I was bullied relentlessly when I was a kid. Constantly picked on and made to be an outcast. In elementary school I lived up in the hills. I had limited neighbors and even few neighborhood kids. School was my only place to socialize with others, because when I got home at the end of the day, there was no one to interact with but myself. I do feel that this socially stunted me in some ways. Also, the kids I grew up with had a negative connotation of where my home was. It was assumed that I was poor.
In addition, due to my home life circumstances I took advantage of the only time I had with other kids. I was definitely the chatty one. At least, in the beginning of elementary school. Which of course landed me in a lot of trouble and also trouble for the person I was talking to. Somehow at the beginning of every school year (like day one) I was set aside from the class from first to fifth grade. All the desks in a cube, I was the odd one out, set to the back, or front, or directly in the aisle with a collection of students on each side. Imagine the impact that has not just on the child being set a part from others, but also the impression it would make on the same students year after year. What does that tell them?
It wasn't until I was an adult, it casually came up in conversation with my mother. Who then, after all those years, told me it was she who in fact went to each and every teacher and told them to segregate me from my class. All the days I came home crying for being teased over just that and she knew all along. I felt the knife go in my back.
We moved mid junior high. Living in a small town in Idaho was no easier. Although, I will say that I was very optimistic to start over. Needless to say, the damage was done. My concept of making friends was skewed. Also, being in such a small town, cliches had been formed and bonded well before my arrival. Outsiders, especially Californians, were not welcomed.
Bullying continued, not just relentlessly mean girls, but boys, too. I can remember being "white washed" by five boys a grade up from me my freshman year. White washing, for those who are unfamiliar, is being shoved in the snow and kicked around unable to get up and get away. They added de-pantsing me to white washing. Making it very cold and humiliating.
No one stepped in. No one said stop. Blank mindless bystanders. My mother's solution was to move me to a small private school. I was safe from kids bullying me, but is there ever a place without a bully? I have discovered the answer is "no". My bully at this school (which was really a double wide of about thirty kids from k-12) was the owner of the school herself. A tiny, yet nasty and vile, woman. The things I would say to her now, well am sure, may have already been said. At least I hope so.
Okay, my bully ranting is almost over. I just want to get to the good part and probably the most controversial part of this post. That is, how I survived being bullied, what I know now that I will pass down to my son long before he encounters the same problems. I eventually transferred back to the town high school. Again, running from a bully, this time my mother had maybe the best idea and took the best action as a parent she ever did. I only wish it had happened sooner.

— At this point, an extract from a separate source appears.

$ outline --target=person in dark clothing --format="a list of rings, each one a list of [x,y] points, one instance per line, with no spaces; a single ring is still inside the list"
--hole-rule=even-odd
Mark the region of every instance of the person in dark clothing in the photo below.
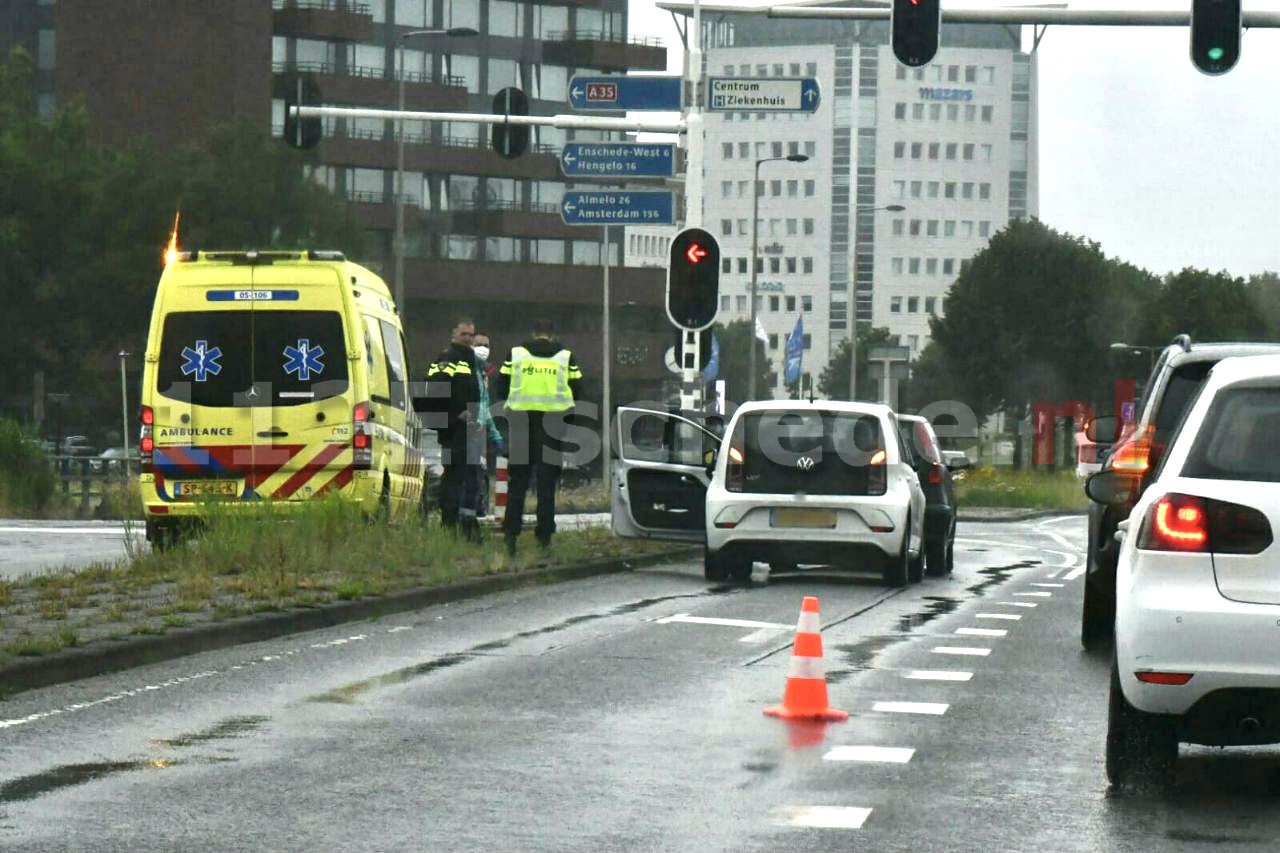
[[[440,423],[436,429],[444,464],[440,523],[448,530],[460,531],[467,539],[479,541],[479,445],[473,433],[479,428],[476,413],[482,368],[471,348],[475,328],[475,323],[466,317],[454,323],[448,348],[436,356],[427,370],[427,387],[431,408]]]
[[[567,417],[582,383],[573,353],[560,345],[551,323],[536,320],[533,337],[512,347],[494,377],[492,394],[505,400],[510,482],[503,534],[507,553],[515,554],[524,526],[524,500],[529,481],[537,474],[538,544],[551,545],[556,532],[556,486],[560,482],[563,451],[553,423]]]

She enrolled me in boxing. Now that's not so crazy these days, but this is 1996 mind you. It was unheard of back then. I was only supposed to learn a few moves, but I fell madly in love with it. I could take a punch to the nose without even a flinch, and it turns out, I was a lot stronger than I realized. To keep up with boxing I made an outrageous move, according to my high school principal anyway. I joined the boy's wrestling team. Even more, I signed up for boy's weight lifting. I became the strongest, toughest girl I knew.
What's funny, I never got to put it into practice. I know most people may read this and think that I resolved violence and bullying with more violence and bullying, but it is quite the opposite. Just the knowledge that I could fight back gave me a confidence and warded off all future attacks. No one touched me ever again. Granted I didn't all of a sudden get invited into a cliche or anything. But who wants friends like that anyways?
Those days are long behind me, and as my book may indicate I still dealt with bullies into adulthood, but I'll be damned if anyone put their hands on me again. The truth is ever bully I encountered after that, though adulthood brings more psychological abuse, I fight. I fight back. I fight hard.
What you do with your kids is your own decision to make. If you have a child who is being bullied, I just want to tell you, that enrolling them into something that teaches them that they are strong, they will stand a fighting chance.